The final version of the insider threat detection. It has the following features:
- Extracts more compact and discriminative features.
- Propose graph based detection algorithm to improve performance.
- Apache Spark
- pip install wrapt
- pip install pgmpy
-
Download CERT data r6.2.tar.bz2
-
Download answers.tar.bz2
-
Extract both r6.2.tar.bz2 and answers.tar.bz2, and place extracted answers under r6.2 folder.
- SPARK_MASTER: master address of the Spark.
- config.io.data_dir: root of the extracted r6.2 data.
- bash run.sh
- cache: all necessary intermediate results.

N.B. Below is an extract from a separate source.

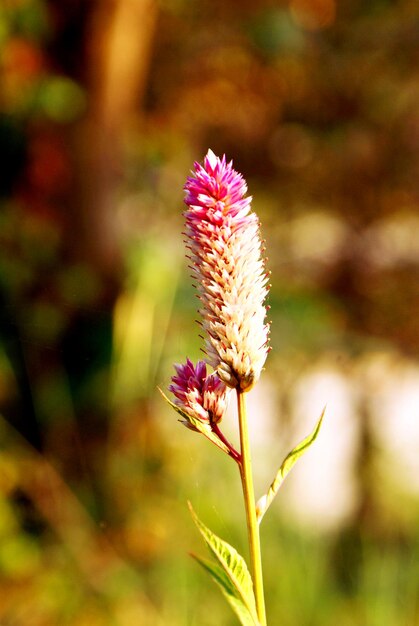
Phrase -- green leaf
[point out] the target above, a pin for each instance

- result: scores of baseline systems.
- CR scores: printed to the terminal with highlighted colors.
The metric used for evaluation is cumulative recall (CR), with bucket size 25.
Table 1. The CR for 400 (perfect score is 16)
Algorithms | PCA | SVM | ISO-Forest | DNN |
---|---|---|---|---|
No GTM | 13.64 | 10.36 | 8.10 | 13.91 |
GTM Enabled | 15.00 | 12.00 | 11.27 | 15.54 |
Table 2. The CR for 1000 (perfect score is 40)
Algorithms | PCA | SVM | ISO-Forest | DNN |
---|---|---|---|---|
No GTM | 37.18 | 34.36 | 32.10 | 36.45 |
GTM Enabled | 39.00 | 35.73 | 35.27 | 39.54 |